I've been on an intense zero waste mission lately. Can I pickle this?! Can I purée this?! In our kitchen, we may not be in a place where we can break down whole animals, BUT we are in a position where we can use vegetables from leaf to root! This is what I mean by "zero-waste"– using every part of produce possible.
The weekends are my favorite days in the kitchen because I get to sort through the walk-in and make new things out of random bits and pieces. I've also been placing bowls by everyone's prep station and as they put waste in the bowl, I get a general idea on how we can waste less. It also gives me a chance to think creatively by turning waste into something beautiful and delicious!

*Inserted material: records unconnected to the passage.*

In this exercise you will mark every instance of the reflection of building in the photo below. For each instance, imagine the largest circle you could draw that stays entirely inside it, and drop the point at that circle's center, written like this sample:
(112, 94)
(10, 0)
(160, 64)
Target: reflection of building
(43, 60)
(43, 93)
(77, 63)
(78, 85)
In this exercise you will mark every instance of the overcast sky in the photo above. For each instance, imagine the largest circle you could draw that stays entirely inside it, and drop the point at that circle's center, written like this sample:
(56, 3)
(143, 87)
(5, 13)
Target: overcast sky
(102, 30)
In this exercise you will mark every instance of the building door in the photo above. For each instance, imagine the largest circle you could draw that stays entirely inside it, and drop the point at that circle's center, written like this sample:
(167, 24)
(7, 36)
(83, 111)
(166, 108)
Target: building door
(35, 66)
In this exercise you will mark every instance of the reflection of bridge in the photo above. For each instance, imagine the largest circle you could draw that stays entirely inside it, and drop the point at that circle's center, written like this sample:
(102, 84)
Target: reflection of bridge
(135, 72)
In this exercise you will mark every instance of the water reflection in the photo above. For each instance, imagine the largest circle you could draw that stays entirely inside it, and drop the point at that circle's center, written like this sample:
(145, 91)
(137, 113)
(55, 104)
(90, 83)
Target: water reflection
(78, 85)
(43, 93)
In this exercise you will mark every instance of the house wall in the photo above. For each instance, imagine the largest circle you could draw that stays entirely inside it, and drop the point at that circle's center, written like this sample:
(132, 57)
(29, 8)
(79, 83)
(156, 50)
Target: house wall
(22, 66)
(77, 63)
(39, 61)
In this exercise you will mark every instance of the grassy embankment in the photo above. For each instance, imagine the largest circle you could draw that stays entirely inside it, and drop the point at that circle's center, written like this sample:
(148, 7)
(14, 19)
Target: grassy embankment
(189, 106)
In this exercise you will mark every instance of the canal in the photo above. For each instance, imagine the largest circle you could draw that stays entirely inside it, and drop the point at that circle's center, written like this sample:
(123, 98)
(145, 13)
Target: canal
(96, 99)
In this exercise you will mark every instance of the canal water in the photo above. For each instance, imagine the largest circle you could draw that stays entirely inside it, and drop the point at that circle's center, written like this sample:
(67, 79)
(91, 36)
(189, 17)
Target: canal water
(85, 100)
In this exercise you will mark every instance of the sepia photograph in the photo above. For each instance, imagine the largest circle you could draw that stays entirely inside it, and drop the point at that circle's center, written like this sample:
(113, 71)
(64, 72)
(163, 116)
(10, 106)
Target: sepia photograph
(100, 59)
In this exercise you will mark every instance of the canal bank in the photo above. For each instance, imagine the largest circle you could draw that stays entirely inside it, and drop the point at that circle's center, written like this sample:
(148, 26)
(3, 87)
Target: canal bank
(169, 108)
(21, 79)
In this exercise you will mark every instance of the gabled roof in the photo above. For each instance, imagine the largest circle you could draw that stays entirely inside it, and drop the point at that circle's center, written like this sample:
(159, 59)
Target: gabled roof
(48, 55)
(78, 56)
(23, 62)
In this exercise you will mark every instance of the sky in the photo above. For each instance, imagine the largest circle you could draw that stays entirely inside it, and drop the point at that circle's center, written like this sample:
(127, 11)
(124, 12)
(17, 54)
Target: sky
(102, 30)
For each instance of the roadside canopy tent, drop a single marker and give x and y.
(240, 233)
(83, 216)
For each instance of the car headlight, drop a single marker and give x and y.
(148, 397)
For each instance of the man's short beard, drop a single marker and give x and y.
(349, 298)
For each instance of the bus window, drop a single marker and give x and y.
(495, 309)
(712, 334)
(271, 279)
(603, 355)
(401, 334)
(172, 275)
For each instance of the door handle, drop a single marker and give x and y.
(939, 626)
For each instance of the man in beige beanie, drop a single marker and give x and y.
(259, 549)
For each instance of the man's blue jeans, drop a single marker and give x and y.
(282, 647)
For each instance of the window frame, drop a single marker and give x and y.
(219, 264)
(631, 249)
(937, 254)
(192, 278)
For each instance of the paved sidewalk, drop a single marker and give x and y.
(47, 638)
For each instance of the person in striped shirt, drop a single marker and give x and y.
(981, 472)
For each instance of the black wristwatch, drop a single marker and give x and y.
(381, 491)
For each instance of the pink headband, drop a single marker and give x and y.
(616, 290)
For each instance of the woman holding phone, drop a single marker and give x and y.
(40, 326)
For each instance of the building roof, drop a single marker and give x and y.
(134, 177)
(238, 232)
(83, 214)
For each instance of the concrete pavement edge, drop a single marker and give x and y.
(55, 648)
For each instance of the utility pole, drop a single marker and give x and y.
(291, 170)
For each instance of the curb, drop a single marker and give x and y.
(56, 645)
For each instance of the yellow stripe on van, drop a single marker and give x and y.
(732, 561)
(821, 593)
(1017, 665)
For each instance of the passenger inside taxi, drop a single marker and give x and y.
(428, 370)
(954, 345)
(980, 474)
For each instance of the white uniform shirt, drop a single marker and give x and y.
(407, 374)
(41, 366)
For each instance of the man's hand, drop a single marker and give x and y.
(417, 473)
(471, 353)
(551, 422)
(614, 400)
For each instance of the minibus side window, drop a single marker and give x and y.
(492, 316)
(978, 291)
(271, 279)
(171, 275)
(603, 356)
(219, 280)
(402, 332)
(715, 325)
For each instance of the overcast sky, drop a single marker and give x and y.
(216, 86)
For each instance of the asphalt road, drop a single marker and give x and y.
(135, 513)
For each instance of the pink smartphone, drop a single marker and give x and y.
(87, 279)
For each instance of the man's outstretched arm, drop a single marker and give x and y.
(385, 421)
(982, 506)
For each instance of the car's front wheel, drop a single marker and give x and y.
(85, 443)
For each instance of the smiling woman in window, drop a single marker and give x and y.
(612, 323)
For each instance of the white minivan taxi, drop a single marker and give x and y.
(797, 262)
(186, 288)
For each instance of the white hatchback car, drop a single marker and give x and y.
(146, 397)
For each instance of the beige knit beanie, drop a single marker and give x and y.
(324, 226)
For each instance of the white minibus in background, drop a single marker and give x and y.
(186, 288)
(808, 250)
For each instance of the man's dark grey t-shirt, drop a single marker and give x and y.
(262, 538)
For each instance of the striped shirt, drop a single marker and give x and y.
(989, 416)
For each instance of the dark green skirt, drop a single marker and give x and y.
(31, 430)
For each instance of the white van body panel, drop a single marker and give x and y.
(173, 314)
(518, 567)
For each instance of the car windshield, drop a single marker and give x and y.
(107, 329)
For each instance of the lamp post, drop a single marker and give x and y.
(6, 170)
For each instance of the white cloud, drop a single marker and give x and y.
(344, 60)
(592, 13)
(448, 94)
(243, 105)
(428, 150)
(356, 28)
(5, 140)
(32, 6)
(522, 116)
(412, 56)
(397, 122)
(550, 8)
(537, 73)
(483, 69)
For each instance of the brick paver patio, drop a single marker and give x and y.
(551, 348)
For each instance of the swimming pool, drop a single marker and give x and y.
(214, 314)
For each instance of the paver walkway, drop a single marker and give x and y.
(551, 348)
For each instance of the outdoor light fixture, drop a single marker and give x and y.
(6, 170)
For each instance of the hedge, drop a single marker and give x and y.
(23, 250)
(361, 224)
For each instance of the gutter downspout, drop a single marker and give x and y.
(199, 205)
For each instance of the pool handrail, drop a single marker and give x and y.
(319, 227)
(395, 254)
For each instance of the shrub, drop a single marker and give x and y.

So, today I took JJ Lone Daughter's first of the season Valencia oranges and supremed them and then candied the peel that we can use as cheeseboard or dessert garnish. Then, I tasted these sensational purple radish leaves and thought- earthy, but neutral. Then I got carrot tops and leftover spinach and we made some awesome lemon yogurt dips that are perfectly refreshing for crudités!
Cooking with zero-waste in mind is easier than you think. Produce that looks limp and sad might just need a second chance! Check out my video on Salted on how to revive wilted greens– you'd be surprised on how easy it is!
I know, I know– I get excited about the little things. But this zero-waste mission feels very purposeful to me as a chef. Our New Year's Resolution is to cook with zero-waste in mind! What can you turn into something new?